The 52 women with subclinical hypothyroidism were evaluated for Cardiovascular risk factors before starting thyroid hormone and after 18 months of therapy. These results were compared to those obtained in 52 women without hypothyroidism of similar ages. Cardiovascular risk factors measured included blood pressure, cholesterol, homocysteine, and glomerular filtration rate (GFR – a measure of kidney function). In addition, 20 women with subclinical hypothyroidism underwent ultrasound testing that measured the thickness of the carotid artery walls and the flexibility of arteries.
What were the results of the study?
As compared to women without hypothyroidism, women with subclinical hypothyroidism had significantly higher blood pressure, cholesterol and homocysteine and lower GFR. After 18 months of therapy with thyroid hormone, the blood pressure, cholesterol and homocysteine levels all decreased and the GFR increased to levels similar to those seen in women without hypothyroidism. In the subset of women with subclinical hypothyroidism who had the ultrasound measurements, the carotid artery wall decreased and the arteries were more flexible after 18 months of thyroid hormone therapy, indicating a decrease in atherosclerosis.

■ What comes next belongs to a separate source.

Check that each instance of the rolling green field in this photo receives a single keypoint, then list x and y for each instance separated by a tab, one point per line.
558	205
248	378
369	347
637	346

How does this compare with other studies?
Numerous studies have linked subclinical hypothyroidism with a less favorable cardiovascular risk factors. Many studies have shown that cholesterol levels may decrease with thyroid hormone replacement therapy. However, the association of subclinical hypothyroidism with atherosclerosis is controversial. This study suggests that subclinical hypothyroidism is associated with increased atherosclerosis and that treatment with thyroid hormone may decrease atherosclerosis. Further studies are needed to assess whether treatment of subclinical hypothyroidism truly slows or reverses progression of atherosclerosis.
What are the implications of this study?
This is one of the first studies that indicate that treatment of subclinical hypothyroidism with thyroid hormone could decrease atherosclerosis. However, further studies are needed before this can become part of regular clinical practice.